If any Article, Section, Paragraph or provision of this Agreement is determined to be void or unenforceable in whole or in part, it shall not affect or impair the validity or enforcement of any other provision of this Agreement.  Any provisions of this Agreement which are or may be rendered invalid, unenforceable or illegal, shall be ineffective only to the extent of such invalidity, unenforceability or illegality, without affecting the validity, enforceability or legality of the remaining provisions of this Agreement, it being the intent and purpose that this Agreement should survive and be valid to the maximum extent permitted by applicable law.  For greater certainty, this Agreement shall be read as if the invalid, unenforceable or illegal provision had never formed part hereof, and a “provision” for these purposes shall include the smallest severable portion of sections, paragraphs or clauses, or sentences contained therein, and not, unless the context absolutely requires, the whole thereof.

 

  1. Waiver

No party to this Agreement shall be deemed to have waived any of its rights, powers or remedies under this Agreement unless such waiver is expressly set forth in writing.

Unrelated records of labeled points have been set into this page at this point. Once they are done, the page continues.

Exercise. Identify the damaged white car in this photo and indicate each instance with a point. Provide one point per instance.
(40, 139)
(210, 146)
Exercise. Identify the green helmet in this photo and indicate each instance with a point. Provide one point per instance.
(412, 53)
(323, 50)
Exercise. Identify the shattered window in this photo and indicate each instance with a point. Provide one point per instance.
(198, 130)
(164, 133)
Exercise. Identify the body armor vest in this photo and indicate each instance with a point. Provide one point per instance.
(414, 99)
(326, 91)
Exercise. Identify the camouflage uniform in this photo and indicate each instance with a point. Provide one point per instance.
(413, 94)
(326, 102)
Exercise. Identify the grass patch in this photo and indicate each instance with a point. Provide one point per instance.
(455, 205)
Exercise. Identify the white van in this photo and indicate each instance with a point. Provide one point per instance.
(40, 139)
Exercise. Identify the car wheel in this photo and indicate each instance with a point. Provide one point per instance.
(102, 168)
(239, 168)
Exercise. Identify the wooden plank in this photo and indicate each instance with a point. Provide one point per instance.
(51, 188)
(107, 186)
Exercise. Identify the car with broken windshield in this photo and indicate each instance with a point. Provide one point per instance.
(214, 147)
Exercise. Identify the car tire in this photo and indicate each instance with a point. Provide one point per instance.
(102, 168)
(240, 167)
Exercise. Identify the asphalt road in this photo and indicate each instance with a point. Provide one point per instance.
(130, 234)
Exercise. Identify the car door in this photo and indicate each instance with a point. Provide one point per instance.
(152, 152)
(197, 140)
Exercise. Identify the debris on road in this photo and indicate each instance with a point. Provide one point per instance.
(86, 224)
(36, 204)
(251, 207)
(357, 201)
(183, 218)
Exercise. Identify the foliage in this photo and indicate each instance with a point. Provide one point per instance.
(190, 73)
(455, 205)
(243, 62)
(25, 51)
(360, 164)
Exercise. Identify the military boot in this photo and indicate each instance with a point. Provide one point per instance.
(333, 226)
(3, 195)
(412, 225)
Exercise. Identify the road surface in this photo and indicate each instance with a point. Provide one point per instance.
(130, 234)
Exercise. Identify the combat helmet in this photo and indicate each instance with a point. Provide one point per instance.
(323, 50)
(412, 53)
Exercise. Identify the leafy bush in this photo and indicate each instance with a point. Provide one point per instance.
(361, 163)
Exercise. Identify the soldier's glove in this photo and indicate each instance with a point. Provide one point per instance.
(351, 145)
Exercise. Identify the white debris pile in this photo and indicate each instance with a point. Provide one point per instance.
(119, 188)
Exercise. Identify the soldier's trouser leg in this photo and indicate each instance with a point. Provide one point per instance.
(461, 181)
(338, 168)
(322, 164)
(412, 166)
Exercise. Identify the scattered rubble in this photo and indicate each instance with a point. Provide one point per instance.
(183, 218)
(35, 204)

No consent or waiver, express or implied, by a party of any breach or default by the other party in the performance of such other party of its obligations shall be deemed or construed to be a consent or waiver to or of any other breach or default in the performance by such other party of the same or any other obligations under this Agreement of such other party.  Failure on the part of a party to complain of any act or failure to act of another party or to declare another party in default, irrespective of how long such failure continues, shall not constitute a waiver by the first mentioned party of its rights under this Agreement.

 

  1. Governing Law

This Agreement shall be governed by and construed in accordance with the laws of California and the parties hereby attorn to the jurisdiction of the courts of Los Angeles County, California.

         

  1. Notices

All notices required or permitted to be given pursuant to this Agreement shall be delivered by hand to the party for which it is intended, or sent by telex, fax, telegram, electronic email or other form of transmitted or electronic message or sent by prepaid courier directly to such party at the following addresses, respectively:

 

If to Lessor: Legal Brand Marketing, LLC

Address: 20700 Ventura Blvd., Suite 301, Woodland Hills, CA91364

Phone: 818-884-8075

 

If to Lessee: The information on file as produced by the Lessee during at the time this Agreement is entered into.

 

Or at such other address as either party may stipulate by notice to the other.  Any notice delivered by hand or prepaid courier or sent by facsimile or electronic email shall be deemed to be received on the date of actual delivery thereof.  Any notice so sent by telex, telegram or similar form of transmitted message shall be deemed to have been received on the next day following transmission.

 

IN WITNESS WHEREOF the parties hereto have executed this Agreement on the today’s date as the time stamp demonstrates.

 

By check marking the box on the order form page, this will act as your binding signature, and acceptance of the terms and conditions of this page.